At present, only 5% of the total population working as government employees enjoy pension schemes

Private sector jobholders in the country are going to get some good news in the national budget for 2018-19 fiscal year, the last budget of this government before elections.

According to Finance Ministry sources, the government plans to announce a detailed outline of a private sector pension scheme in the new budget.

Finance Minister AMA Muhith will announce the outline in the budget scheduled to be placed before parliament on Thursday.

Sources said the outline will mainly be a universal pension system that would primarily be introduced in the private sector.

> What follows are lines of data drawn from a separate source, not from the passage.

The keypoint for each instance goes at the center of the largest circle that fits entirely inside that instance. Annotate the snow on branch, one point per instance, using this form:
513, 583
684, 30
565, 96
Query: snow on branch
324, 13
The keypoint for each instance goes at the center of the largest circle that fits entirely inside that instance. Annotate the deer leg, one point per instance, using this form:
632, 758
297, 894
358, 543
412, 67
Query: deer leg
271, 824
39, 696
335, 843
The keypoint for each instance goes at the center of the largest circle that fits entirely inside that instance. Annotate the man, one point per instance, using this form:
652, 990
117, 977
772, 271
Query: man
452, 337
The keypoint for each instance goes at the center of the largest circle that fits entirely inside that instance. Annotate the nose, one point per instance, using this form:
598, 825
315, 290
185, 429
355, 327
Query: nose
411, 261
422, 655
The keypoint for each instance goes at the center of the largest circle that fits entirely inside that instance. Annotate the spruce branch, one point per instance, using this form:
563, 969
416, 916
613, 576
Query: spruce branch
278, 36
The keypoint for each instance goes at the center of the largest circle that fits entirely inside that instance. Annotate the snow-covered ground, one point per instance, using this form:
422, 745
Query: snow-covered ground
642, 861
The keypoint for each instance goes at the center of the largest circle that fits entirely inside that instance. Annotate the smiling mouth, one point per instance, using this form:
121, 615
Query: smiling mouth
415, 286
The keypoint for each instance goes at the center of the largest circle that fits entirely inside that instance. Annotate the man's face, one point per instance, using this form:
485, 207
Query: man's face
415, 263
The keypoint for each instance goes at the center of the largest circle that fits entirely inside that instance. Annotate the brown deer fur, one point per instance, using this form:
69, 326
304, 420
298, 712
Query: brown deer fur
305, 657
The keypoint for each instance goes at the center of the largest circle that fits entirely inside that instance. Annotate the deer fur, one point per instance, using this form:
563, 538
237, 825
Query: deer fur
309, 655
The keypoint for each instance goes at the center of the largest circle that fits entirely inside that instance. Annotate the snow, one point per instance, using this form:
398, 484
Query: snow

A ministry official told the Dhaka Tribune on Wednesday: “This private sector pension scheme will cover 100,000 beneficiaries on a pilot basis, focusing on three classes of people – lower income savers, voluntary savers, and private sector employees.”

Initially, private sector employees such as ready-made garments workers might be included on the system’s trial run, the official said.

Ministry sources said this pension scheme was first tabled in 2015 with the Cabinet’s approval of the National Social Security Strategy, and a detailed plan focusing on the formulation of the universal pension system.

A year later, on June 2 in 2016, Finance Minister Muhith in his budget speech for FY2016-17 said: “We are considering bringing fundamental changes to our existing pension system. Our plan is to implement an integrated government-run pension system for self-employed people and employees of private organizations.”

Later, on February 2 this year, at a program at the Secretariat, he said everyone in Bangladesh would be brought under a pension system.

“There will be an outline in the next budget to include the 160 million people of this country in that system,” he said.

At present, only 5% of the total population working as government employees enjoy pension schemes, while 8% of the remaining 95% people are employed in the private sector and do not enjoy pension benefits.

Countries such as India, Malaysia, Sweden, Denmark, Netherlands, Turkey, Croatia, Canada, and Australia have the best practices when it comes to pension schemes.